TL;DR pour le DPO
L'intérêt légitime est la base juridique que les responsables choisissent quand ils n'ont pas de consentement et rien de mieux sous la main. C'est aussi la seule qui exige d'écrire un raisonnement avant de s'en servir. Si ce raisonnement n'existe pas sur le papier, devant une autorité la base juridique n'existe tout simplement pas.
Ce que la Cour a jugé
Dans l'affaire C-621/22, tranchée le 4 octobre 2024, la fédération néerlandaise de tennis avait cédé à deux sponsors les données de ses membres à des fins de marketing. La question posée à la Cour était directe : un intérêt purement commercial peut-il être qualifié d'intérêt légitime au sens de l'article 6, paragraphe 1, sous f) ? La réponse a été affirmative, à condition que l'intérêt ne soit pas contraire au droit. C'est la partie de l'arrêt qui a fait le tour des colloques.
La partie que presque personne n'a lue
Reconnaître que l'intérêt est légitime, c'est avoir franchi la première des trois conditions. Restent les deux autres, et c'est là que tout se joue : le traitement doit être nécessaire à cet intérêt - autrement dit il ne doit pas exister de moyen moins intrusif d'atteindre le même résultat - et l'intérêt du responsable ne doit pas être supplanté par les intérêts ou les libertés et droits fondamentaux de la personne concernée. La Cour a renvoyé la mise en balance au juge national, mais a désigné clairement le critère qui pèse le plus : les attentes raisonnables de celui qui a fourni les données.
Le critère qui fait tomber la plupart des dossiers
Un adhérent qui s'inscrit à une fédération sportive s'attend à ce que ses données servent à gérer sa licence. Il ne s'attend pas à recevoir des offres commerciales d'une entreprise avec laquelle il n'a aucune relation. Dès que le traitement sort du périmètre de ce que la personne pouvait raisonnablement attendre au moment de la collecte, la balance penche, et aucune quantité d'intérêt économique ne la redresse.
Pourquoi cela concerne vos clients même s'ils ne vendent pas de fichiers
L'intérêt légitime soutient des traitements que personne ne juge controversés : la vidéosurveillance en entreprise, la prévention de la fraude, la sécurité informatique, le recouvrement, les communications aux clients déjà acquis. Dans tous ces cas la base juridique est probablement correcte, et dans presque tous il manque le document qui le démontre. La différence entre les deux situations n'apparaît qu'au moment où arrive une demande d'accès ou une réclamation.

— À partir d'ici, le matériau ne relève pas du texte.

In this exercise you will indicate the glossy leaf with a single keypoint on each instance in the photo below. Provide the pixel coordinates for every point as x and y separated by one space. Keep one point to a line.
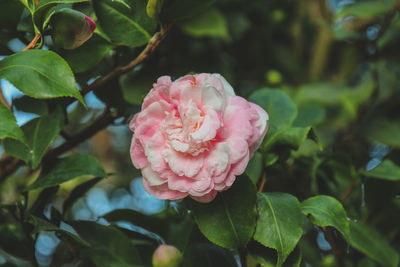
254 168
8 125
40 134
326 211
281 109
69 168
279 223
372 244
40 74
79 192
387 170
88 55
125 22
230 219
109 246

Ce que doit contenir l'analyse
Il ne faut pas un document long : il faut un document qui réponde à trois questions et qui soit daté. Les lignes directrices 1/2024 du CEPD sur l'intérêt légitime suivent la même structure en trois étapes, et constituent la référence à l'aune de laquelle une autorité jugera votre travail.
- Quel intérêt poursuit le responsable, décrit concrètement et non sous forme de formule : non pas « finalités commerciales » mais « recontacter les clients ayant acheté au cours des vingt-quatre derniers mois pour proposer un renouvellement ».
- Pourquoi le traitement est nécessaire à cet intérêt, et quelle alternative moins intrusive a été envisagée puis écartée : c'est l'étape que presque personne ne consigne, et c'est celle qui prouve qu'un choix a bien été fait.
- Ce que la personne concernée pouvait raisonnablement attendre au moment de la collecte, et quelles garanties réduisent l'impact sur elle : information claire, durées de conservation courtes, opposition facile à exercer.
Deux obligations qui suivent le choix, et qu'on oublie
La première est l'article 13, paragraphe 1, sous d) : lorsque la base est l'intérêt légitime, l'information doit préciser LEQUEL. Écrire « l'intérêt légitime du responsable » et s'arrêter là ne satisfait pas l'obligation, et c'est un manquement facile à relever en lisant le seul site web. La seconde est l'article 21 : l'intérêt légitime est la seule base juridique assortie d'un droit d'opposition, et pour la prospection directe cette opposition est absolue - sans mise en balance et sans exception.
L'épreuve de vérité
Demandez au client de vous montrer, pour un traitement fondé sur l'intérêt légitime, le document dans lequel les trois conditions ont été analysées. S'il n'existe pas, ce n'est pas une formalité à régler quand il y aura le temps : c'est la seule chose qui, en cas de réclamation, distingue un choix réfléchi d'une base juridique retenue par élimination.